UPPER WEST SIDE — Three local teenagers with a passion for science have devised a way to dissolve Styrofoam as part of a national science competition, creating a useful and profitable byproduct out of the much-maligned material.
Twins James and Hugh Savoldelli, 16, and their friend and classmate Drew Tomback, also 16, submitted their plan to the Siemen's We Can Change the World Challenge Tuesday night. Along with thousands of other teams, they were tasked with developing an environmental solution for a chance to win a $50,000 college scholarship.
The trio's plan involves a process that quickly dissolves discarded Styrofoam and creates benzene, which is used to make gasoline more efficient, they explained.
The classmates are no stranger to competitions, having won a $5,000 prize last summer for creating a communication gadget as part of another nationwide contest. The Savoldelli brothers also took top honors in a seventh-grade competition for dreaming up a way to channel the subway's wind power.
"This competition had the largest amount of work, was the toughest, required the most research and was by far the most fun," James Savoldelli said.

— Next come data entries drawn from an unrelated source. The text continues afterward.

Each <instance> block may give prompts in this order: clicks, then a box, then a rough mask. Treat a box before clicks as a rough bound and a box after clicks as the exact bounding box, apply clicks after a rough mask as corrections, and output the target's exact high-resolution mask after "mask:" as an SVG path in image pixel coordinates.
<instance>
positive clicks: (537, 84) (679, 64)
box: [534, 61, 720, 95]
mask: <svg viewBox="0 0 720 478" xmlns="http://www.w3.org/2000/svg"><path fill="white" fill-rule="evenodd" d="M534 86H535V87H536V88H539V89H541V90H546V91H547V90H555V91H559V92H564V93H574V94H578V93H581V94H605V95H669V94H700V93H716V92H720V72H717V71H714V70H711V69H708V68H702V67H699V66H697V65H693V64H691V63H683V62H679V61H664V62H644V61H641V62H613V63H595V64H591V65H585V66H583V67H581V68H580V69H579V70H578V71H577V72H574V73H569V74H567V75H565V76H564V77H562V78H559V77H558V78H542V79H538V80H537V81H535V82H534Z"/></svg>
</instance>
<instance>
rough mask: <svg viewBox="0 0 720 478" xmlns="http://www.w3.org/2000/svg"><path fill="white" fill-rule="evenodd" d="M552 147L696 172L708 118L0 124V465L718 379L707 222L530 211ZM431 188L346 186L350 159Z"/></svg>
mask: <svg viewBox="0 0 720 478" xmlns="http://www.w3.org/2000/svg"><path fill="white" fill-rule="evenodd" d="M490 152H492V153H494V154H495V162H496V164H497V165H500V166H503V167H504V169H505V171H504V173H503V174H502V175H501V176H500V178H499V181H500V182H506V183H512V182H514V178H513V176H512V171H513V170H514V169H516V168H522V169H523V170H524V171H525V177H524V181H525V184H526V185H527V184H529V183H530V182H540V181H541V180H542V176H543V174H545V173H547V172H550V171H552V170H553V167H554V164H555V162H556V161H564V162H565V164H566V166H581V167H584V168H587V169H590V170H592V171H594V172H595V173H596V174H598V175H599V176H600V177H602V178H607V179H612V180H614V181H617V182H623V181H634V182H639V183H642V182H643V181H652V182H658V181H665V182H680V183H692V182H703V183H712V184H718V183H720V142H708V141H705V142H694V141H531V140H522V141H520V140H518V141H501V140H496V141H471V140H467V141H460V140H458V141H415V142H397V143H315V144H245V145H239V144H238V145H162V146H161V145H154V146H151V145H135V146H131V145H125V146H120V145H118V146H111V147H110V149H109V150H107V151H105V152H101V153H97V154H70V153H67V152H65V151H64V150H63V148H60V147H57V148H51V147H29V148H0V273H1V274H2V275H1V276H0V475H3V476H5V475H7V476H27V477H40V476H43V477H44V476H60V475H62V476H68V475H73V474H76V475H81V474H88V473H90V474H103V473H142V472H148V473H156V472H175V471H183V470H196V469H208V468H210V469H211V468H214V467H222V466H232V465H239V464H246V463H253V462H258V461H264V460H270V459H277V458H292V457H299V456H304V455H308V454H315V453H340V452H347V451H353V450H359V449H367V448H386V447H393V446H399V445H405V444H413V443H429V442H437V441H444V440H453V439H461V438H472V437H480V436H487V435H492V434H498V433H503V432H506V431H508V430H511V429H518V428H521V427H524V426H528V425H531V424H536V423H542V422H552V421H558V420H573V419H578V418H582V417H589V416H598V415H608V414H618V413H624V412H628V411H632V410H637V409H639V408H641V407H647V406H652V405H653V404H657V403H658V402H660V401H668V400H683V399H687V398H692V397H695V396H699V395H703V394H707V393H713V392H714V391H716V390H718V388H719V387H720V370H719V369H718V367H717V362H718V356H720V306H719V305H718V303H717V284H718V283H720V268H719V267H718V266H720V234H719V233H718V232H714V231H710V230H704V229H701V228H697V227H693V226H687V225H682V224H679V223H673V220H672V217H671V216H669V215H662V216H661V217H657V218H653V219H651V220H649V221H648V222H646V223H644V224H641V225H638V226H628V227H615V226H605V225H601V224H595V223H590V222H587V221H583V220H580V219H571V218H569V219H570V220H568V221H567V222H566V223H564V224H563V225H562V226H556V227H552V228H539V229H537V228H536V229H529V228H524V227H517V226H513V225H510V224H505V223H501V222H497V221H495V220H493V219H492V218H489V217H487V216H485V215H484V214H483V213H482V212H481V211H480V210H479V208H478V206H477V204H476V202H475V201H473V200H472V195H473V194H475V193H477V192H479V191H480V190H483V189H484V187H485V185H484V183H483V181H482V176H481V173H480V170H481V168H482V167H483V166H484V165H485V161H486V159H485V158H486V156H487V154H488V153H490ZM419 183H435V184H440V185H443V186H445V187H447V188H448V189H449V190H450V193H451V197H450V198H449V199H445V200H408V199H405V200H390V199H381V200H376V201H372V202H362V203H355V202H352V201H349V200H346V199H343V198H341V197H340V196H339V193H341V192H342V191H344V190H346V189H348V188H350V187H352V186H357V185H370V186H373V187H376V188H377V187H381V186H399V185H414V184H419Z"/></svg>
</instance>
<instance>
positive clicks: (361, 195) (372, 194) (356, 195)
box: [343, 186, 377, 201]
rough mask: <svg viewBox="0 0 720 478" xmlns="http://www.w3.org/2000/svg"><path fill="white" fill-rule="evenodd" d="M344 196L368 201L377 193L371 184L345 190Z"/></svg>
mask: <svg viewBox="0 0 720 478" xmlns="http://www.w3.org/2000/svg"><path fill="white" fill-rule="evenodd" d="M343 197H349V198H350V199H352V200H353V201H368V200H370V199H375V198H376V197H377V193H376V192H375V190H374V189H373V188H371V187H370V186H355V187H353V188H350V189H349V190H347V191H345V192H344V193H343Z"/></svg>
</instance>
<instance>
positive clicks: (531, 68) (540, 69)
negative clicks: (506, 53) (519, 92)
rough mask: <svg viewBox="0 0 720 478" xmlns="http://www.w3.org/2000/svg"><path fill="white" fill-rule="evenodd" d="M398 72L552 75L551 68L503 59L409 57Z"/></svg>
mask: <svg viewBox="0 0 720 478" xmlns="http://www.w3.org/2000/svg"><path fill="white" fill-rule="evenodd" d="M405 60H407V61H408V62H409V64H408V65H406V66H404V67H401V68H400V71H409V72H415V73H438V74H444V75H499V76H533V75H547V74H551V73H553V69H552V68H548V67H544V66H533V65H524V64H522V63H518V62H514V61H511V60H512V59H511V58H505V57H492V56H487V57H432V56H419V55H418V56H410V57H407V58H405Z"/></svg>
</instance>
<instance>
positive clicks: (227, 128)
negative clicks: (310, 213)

Excited by former Mayor Michael Bloomberg's push to ban Styrofoam in the city, the teens set about researching what could be done with the gargantuan piles that already exist in landfills and won't disintegrate for centuries.
"Polystyrene [Styrofoam] is really bad... but getting rid of it isn't going to be a couple-month process," noted Tomback, saying that realization pushed the team to come up with a solution for the current situation.
For months, their weekends and afternoons were spent researching existing solutions and possible new dissolution methods, all while working around sports schedules and difficult homework assignments at their school, Columbia Grammar and Prep, they said.
Their sophomore year chemistry class inspired them to create a solution that stemmed from chemical interaction, James said.
They connected with Dr. Camille Hamula, director of microbiology at Mt. Sinai, who helped them buy and work with bacteria that would dissolve Styrofoam through a process called pyrolysis, or decomposing material at high temperatures without oxygen.
But a pollutant called styrene is released as part of the process, and the team wanted a way to not only get rid of it but also put it to good use, they said.
By combining it with fungi, they were able to create benzene, they said.
"There's been no complete solution from start to end without releasing pollutants," Drew said.
The benzene byproduct is "economically viable" because it can be sold, said Drew, adding that the team thought the entire process could break even with the help of government subsidies.
The classmates submitted their application Tuesday night.
After a brief breather, the group plans to attend recycling conferences with industry leaders so their idea can gain some traction.